Tout le monde acquiesça sauf Braalaka qui fronça les sourcils :
- Mais, tu veux y aller avec ton zoan ?
- Oui, fit le phœnix comme une évidence.
- Tout le monde va voir tes flammes, non ?
Il sourit et désigna le soleil qui culminait au zénith.
- Pas si je monte assez haut et que je me cache.
- Oh, d'accord…
Le phœnix se tourna vers le pupitre et s'empara de la longue-vue :
- À cette altitude j'aurai peut-être du mal à voir correctement, il faudrait que quelqu'un m'accompagne avec ça.
Artie, Braalaka et Rakuyou se concertèrent du regard.
- J'y vais, proposa le septième commandant en s'avançant.
Artie l'arrêta en lui saisissant doucement l'avant-bras.
- Attends Rakuyou, ce serait plus prudent que tu restes sur le bateau au cas où il se passerait quelque chose.
- Quelque chose ? répéta-t-il.
- Oui, du genre une attaque de monstre marin, ou un bateau suspect qui apparaît…
- Elle a raison. Personnellement je ne me vois pas affronter un roi des mers, fit Braalaka en se remémorant la taille pharamineuse de ces créatures.
- Tu plaisantes ? Je suis sûr que si tu en cognes un bien fort avec ton anti-haki ça règle le problème, s'amusa Rakuyou.
- Je ne sais pas faire ça hein, bougonna-t-elle.
- Je te taquine, ne prends pas la mouche… Bon, qui y va alors ? »

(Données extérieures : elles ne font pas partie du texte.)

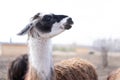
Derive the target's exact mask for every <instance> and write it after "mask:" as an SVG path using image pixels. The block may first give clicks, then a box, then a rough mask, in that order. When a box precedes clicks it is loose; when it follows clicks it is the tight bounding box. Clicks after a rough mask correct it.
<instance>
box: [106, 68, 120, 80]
mask: <svg viewBox="0 0 120 80" xmlns="http://www.w3.org/2000/svg"><path fill="white" fill-rule="evenodd" d="M107 80H120V68H119V69H117V70H115V71H113V72H111V73H110V74H109V76H108V77H107Z"/></svg>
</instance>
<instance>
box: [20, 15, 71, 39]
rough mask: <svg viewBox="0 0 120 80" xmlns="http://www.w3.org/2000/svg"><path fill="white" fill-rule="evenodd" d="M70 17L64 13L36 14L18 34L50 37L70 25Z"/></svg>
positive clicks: (70, 20) (68, 27)
mask: <svg viewBox="0 0 120 80" xmlns="http://www.w3.org/2000/svg"><path fill="white" fill-rule="evenodd" d="M72 24H73V21H72V18H70V17H68V16H66V15H55V14H40V13H38V14H36V15H35V16H34V17H33V18H32V20H31V22H30V24H28V25H27V26H26V27H25V28H24V29H23V30H22V31H21V32H20V33H19V35H23V34H25V33H28V34H30V35H31V36H32V37H35V38H51V37H53V36H55V35H58V34H60V33H61V32H63V31H65V30H68V29H70V28H71V27H72Z"/></svg>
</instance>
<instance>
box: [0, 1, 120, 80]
mask: <svg viewBox="0 0 120 80" xmlns="http://www.w3.org/2000/svg"><path fill="white" fill-rule="evenodd" d="M119 4H120V1H119V0H19V1H18V0H1V1H0V80H6V77H7V74H6V73H7V68H8V66H9V63H10V62H11V61H12V60H13V59H15V58H16V57H17V56H19V55H21V54H26V53H28V48H27V36H17V35H16V34H17V33H18V32H19V31H20V30H21V29H22V28H23V27H25V26H26V24H27V23H29V20H30V18H31V17H32V16H33V15H34V14H36V13H38V12H45V13H55V14H65V15H69V16H71V17H72V18H73V21H74V25H73V27H72V29H71V30H69V31H66V32H64V33H62V34H60V35H59V36H57V37H55V38H53V57H54V61H55V63H57V62H59V61H61V60H63V59H68V58H72V57H80V58H83V59H86V60H88V61H90V62H91V63H92V64H94V65H95V67H96V69H97V72H98V75H99V80H106V78H107V75H108V74H109V73H110V72H111V71H113V70H115V69H117V68H119V67H120V64H119V61H120V31H119V30H120V29H119V27H120V5H119Z"/></svg>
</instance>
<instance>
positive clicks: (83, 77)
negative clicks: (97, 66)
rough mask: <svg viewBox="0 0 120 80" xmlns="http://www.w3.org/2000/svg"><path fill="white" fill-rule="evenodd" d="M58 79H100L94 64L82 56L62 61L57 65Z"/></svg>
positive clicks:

Les deux femmes allaient en discuter lorsqu'un espadon sauta bruyamment hors de l'eau, faisant sursauter tout le monde. Contrairement aux poissons précédents qui s'étaient annoncés avant de surgir celui-ci atterrit sans ménagement sur le pont et il frétilla misérablement à quelques pas d'Artie en attendant qu'elle vienne le ramasser. L'infirmière se précipita vers lui ; un grommellement s'échappa d'entre ses dents lorsqu'elle parvint à le saisir, non sans s'être prise un coup de nageoire sur la main. Les deux jeunes femmes se dirigèrent alors rapidement vers les cabines afin d'épargner un record d'apnée à l'animal.
« Braalaka, interpella Marco.
- Oui ?
- Tu pourras attendre qu'on ait fait l'éclairage pour lui répondre ? Je devrai faire un rapport et ce serait plus simple qu'on groupe nos lettres.
- Ok !
Elles disparurent dans l'escalier, sous le regard perplexe de Rakuyou.
- Qu'est-ce qui se passe ?
- T'avais qu'à suivre hier, yoi.
- Hein ? »
Le moustachu n'eut pas le temps de protester qu'elles étaient déjà revenues. La brune s'était contentée de poser la bouteille sur son chevet dans l'idée de la lire après la mission.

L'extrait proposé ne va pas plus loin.